A Constituição Federal veda expressamente o exercício de qualquer trabalho pelos menores 16 (dezesseis) anos, exceto na condição de aprendiz a partir dos 14 (catorze) (art. 7º, inciso XXXIII). Portanto, o trabalho do menor de 16 anos, é ilícito. Cabe perguntar, então, sobre a qualidade de segurado desse menor. Sobre a matéria, o Superior Tribunal de Justiça já se manifestou mais de uma vez, fixando a orientação de que a vedação ao trabalho do menor tem por objetivo a proteção deste, de modo que “os menores de idade não podem ser prejudicados em seus direitos trabalhistas e previdenciários, quando comprovado o exercício de atividade laboral na infância.”6

3.3 Prova da filiação

Desde a edição do Dec. 4.079/2002, os registros no CNIS (Cadastro Nacional de Informações Sociais) são equiparáveis às anotações na CTPS para efeito de prova da filiação do segurado desde a competência julho de 1994 (art. 19, caput, do RPS). Esses dados também servem para comprovar a relação de emprego, tempo de serviço ou de contribuição e salários-de-contribuição. Sobre tais anotações incide presunção iuris tantum de veracidade, podendo o INSS exigir a apresentação dos documentos que serviram de base às anotações, em caso de divergência. As anotações extemporâneas no CNIS, sejam novas ou apenas retificadoras, são aceitas pelo INSS somente se fundadas em documentos contemporâneos dos fatos a provar e desde que mencionem as datas de início e término dos vínculos e, no caso do trabalhador avulso, a duração do trabalho e a condição em que tiver sido prestada a atividade (art. 19, § 2º e 19-B do RPS).

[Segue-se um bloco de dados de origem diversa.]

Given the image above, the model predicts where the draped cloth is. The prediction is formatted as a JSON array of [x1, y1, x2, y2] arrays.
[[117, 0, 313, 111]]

3.4 Exercício simultâneo de atividades sujeitas à filiação obrigatória

O exercício simultâneo de atividades econômicas abrangidas pelo RGPS gera filiação obrigatória em cada uma dessas atividades, conforme o art. 11, § 2º da LBPS.

4 Inscrição

5 Conceito

Já o conceito de inscrição encontra-se no caput art. 18 do mesmo Dec. 3.048. De acordo com o dispositivo citado, inscrição é o “ato pelo qual o segurado é cadastrado no RGPS, por meio da comprovação dos dados pessoais”. Os incisos do caput do mesmo dispositivo indicam a forma de inscrição para cada categoria de segurado. A inscrição é um ato que possui efeitos meramente administrativos, que não dá início à relação jurídica previdenciária (o que já ocorre com a filiação), mas leva ao conhecimento do ente previdenciário a existência dessa relação e os dados pessoais do segurado. É importante perceber que, para os segurados obrigatórios, a filiação precede a inscrição, ao contrário dos segurados facultativos, para os quais a filiação sucede a inscrição e o pagamento da primeira contribuição previdenciária.

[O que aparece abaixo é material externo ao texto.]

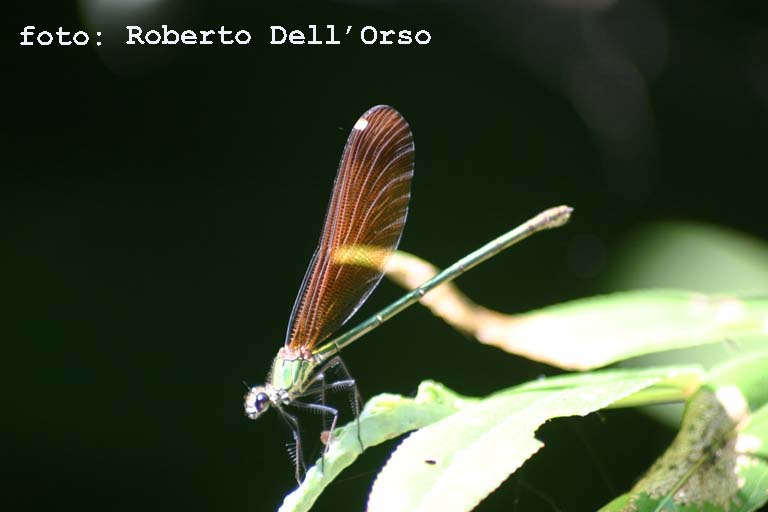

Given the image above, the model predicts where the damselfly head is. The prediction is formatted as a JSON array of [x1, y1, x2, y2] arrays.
[[244, 386, 272, 420]]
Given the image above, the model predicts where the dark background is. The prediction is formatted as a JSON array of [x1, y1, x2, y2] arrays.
[[6, 0, 768, 510]]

6 Inscrição dos dependentes

Ainda de acordo com o Regulamento da Previdência Social, a prévia inscrição dos dependentes não configura condição para que estes façam jus aos benefícios previdenciários que lhes couberem. Essa inscrição deve ser promovida quando do requerimento do benefício ao qual o dependente tiver direito, mediante a apresentação dos documentos elencados no art. 22 do RPS.

7 Inscrição post mortem

Por último, importa cuidar da chamada “inscrição post mortem.

Trata-se da inscrição do segurado ocorrida após o seu falecimento. Em geral, essa modalidade de inscrição ocorre quando algum dos dependentes requer habilitação para fim de pensão por morte do segurado, quando este não tenha sido inscrito em vida.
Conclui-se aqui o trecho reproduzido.